Beats and yelling: Liminal Spirit

Unwell
Out 31st October, self-released

Somewhere between jazz, industrial, progressive doom, and ambient comes this concept EP preoccupied with the theme of mental degradation. The narrative follows an elderly dementia patient in a nursing home, “haunted by the spirits of two children who claim he murdered them decades ago”. In keeping with the artist’s moniker, the music reflects this non-space, between sanity and insanity, rationality and irrationality.

Cadences, phrasing, rhythm, all adopt the look and feel of conventional musical forms even as every resolution feels incorrect, off-kilter, resulting in a disorientating, uncanny experience, constantly gesturing toward a place of contentment and rest, only to pull back and segue into discomfort and unpredictability. The light of clarity snatched away in ever increasing gradations of violence as the EP progresses. This is perhaps made most explicit on the opening track ‘Admittance’ which ends with an epilogue sampling Jim Reeves’s ‘Welcome to my World’, which is subsequently followed by the title track ‘Unwell’ mirroring the contouring of Reeves’s vocal melody, but disjointed, out of place, only to slowly decay away into something new, unrecognisable, absurd. 

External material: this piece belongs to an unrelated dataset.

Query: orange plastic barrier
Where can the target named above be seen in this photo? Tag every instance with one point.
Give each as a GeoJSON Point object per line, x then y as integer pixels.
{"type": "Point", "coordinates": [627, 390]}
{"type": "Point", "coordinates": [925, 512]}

By the standards of explicitly experimental music, the raw materials that make up ‘Unwell’ are relatively modest . Flat, dry programmed drums ponderously march across each track, swaying between determined rhythms and a more lilting gait, threatening to collapse in on themselves at any moment. The guitar tone is warm and oddly amenable in stark contrast to the warped melodic lines they are forced to articulate here. A solid rhythmic base follows the dictates of the drums, with sustained lead harmonies(?) evolving out of the stew, creating a fog of brightness at once threatening yet inviting.

Liminal Spirit leverage microtones – literally the notes between notes – to burrow further under the skin of our preconceptions of how riffs, melodies, and phrasing should be formed. Even the most casual of listeners will have a rudimentary preconception of how they expect a particular melodic line to be phrased. This expectation comes from years of cultural osmosis. The more familiar we become with particular genres and styles, the more deeply this intuition is ingrained. Death metal, for example, exploits and upsets these expectations through its use of chromaticism, dissonance, and atonality. But one grows used to these tactics after years of familiarity with these techniques. Equally, pitch bending, either vocally or on stringed instruments, allows a musician to exploit microtones. As these are found in most genres of Western music from classical to blues, most people will be accustomed to microtones even if they are unaware of it.

But far from simply dropping them in to decorate particular moments, Liminal Spirit treat microtones as a bedrock of composition, accessed in a deliberate, jarring manner, and with increasing excess as the EP progresses. From a metal perspective, it’s akin to witnessing the incidental chaos of Voivodian dissonance gradually take on physical form, an explicit, lyrical yet nevertheless alien language. Entirely illegible and all the more frustrating for the fact that in some sense it mimics the topography of familiar cadential forms.

Even the brightest, choppy guitar line, undergirded by bouncy, playful rhythms, in this context they are imbued with the threat of the unexpected, the knowable collapsing into the entropy of amnesia. And as the EP progresses toward the final loss of one’s faculties, the rhythms strain, lurch, and tug at themselves, the space between each snare punch growing into unexpected intervals of sustained distortion as an explicit darkness beds in at the foundations.

As with any new form of music, repeated listens and concentration are required to get one’s ear into the moment. The difference between Liminal Spirit and a good chunk of ostensibly avant-grade entities operating on the peripheries of metal is just how transparent the machinations of this music are. Too often artists mistake experimentation for an excess of activity, material, genres, and work hard to unsettle the listener as much as possible through a random, multi-dimensional churn of material. Here all is clear, bright, materially knowable. Isolating each individual element is relatively straightforward, but in their totality they work toward a foreign teleology, the timetable and ultimate destination of which are unknown to the listener. This crystalises ‘Unwell’ as an expression of the descent into faculty loss, fleshing out the reality of this process with upsetting clarity.